At SUSE, we have been looking at the next level of storage solutions that provide a suitable foundation for the Cloud and for Big Data. While centralized storage will continue to play a major role in these areas, we are seeing an emerging need for massively scalable, distributed, replicated and yet inexpensive storage.
For Cloud computing, where the number of nodes in a storage domain can easily reach four-digit figures, scalability is obviously a must – and with data being “the customer’s gold”, redundancy and replication are at least as important.
With Big Data, there is a growing desire to take the analysis job to the data, rather than shovelling data from the SAN to a compute node through a pipe that’s never wide enough.
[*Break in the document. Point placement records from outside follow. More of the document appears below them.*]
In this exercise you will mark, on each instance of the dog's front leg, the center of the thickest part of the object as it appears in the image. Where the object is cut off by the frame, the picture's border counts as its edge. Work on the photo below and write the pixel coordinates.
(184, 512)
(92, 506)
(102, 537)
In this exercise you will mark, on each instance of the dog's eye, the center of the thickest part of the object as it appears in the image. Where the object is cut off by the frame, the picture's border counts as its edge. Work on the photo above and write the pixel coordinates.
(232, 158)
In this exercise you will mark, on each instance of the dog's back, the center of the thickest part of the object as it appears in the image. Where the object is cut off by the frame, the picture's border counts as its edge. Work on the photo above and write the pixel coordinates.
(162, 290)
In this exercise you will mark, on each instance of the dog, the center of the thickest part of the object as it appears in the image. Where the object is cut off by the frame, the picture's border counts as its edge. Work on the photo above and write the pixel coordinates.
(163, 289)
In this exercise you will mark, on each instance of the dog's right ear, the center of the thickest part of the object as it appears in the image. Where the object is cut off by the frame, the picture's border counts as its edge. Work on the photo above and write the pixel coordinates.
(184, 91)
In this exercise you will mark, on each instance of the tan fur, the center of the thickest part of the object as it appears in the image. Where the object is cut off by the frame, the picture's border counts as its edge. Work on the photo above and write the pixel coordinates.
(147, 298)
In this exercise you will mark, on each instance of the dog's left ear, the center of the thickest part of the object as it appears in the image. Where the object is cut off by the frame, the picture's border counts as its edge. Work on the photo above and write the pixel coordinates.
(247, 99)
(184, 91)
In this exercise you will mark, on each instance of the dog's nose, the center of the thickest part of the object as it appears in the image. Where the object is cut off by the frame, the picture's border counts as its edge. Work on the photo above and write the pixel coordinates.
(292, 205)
Having a storage solution that lets you run applications on the same node as your data would be a significant benefit.
One of the top contenders in this league is Ceph, and if you attended SUSECon, you have probably noticed that we had several presentations covering it.
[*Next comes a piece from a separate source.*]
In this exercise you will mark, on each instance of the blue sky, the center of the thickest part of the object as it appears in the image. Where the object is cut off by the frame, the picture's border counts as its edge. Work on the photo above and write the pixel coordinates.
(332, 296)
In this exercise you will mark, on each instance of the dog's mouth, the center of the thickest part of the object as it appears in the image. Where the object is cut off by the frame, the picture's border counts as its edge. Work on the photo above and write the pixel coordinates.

For those not familiar with it, here it is in a nutshell: Ceph is a parallel distributed storage solution pioneered by Inktank. It is designed to run on off-the-shelf server machines, using their local storage to form a redundant and highly scalable cluster of storage nodes. It provides a high degree of flexibility in defining your storage topology and the number of replicas to maintain – so that you can mirror your data across racks, server rooms and fire containment areas. Beyond that, it offers storage services through the S3 API, making it easy to integrate into existing and emerging Cloud infrastructures.
In SUSE Engineering, we have been watching (and contributing to) Ceph for some time now.
Among other activities, we teamed up with a major Hardware partner of ours to run scalability and performance tests on a large cluster of off-the-shelf servers. We were mainly focused on Ceph’s underlying layer of distributed object storage devices called RADOS (There is also a distributed file system layered on top of this, which we also tested but did not run scalability tests on).
The results were pretty impressive – throughput was excellent, and we found that it scaled well with the number of storage nodes. And even though as a project, Ceph is still pretty young, we found the overall implementation to be robust – in fact it was so successful in dealing with failed storage devices that it took us a day or so to notice that a disk in one of the servers had died.
This convinced us of Ceph’s design and implementation. We believe it has a huge potential in the area of Cloud Storage and Big Data, and we decided to include it as a Technology Preview in SUSE Cloud 1.0, released earlier this month.
As always, your feedback and opinion are very welcome!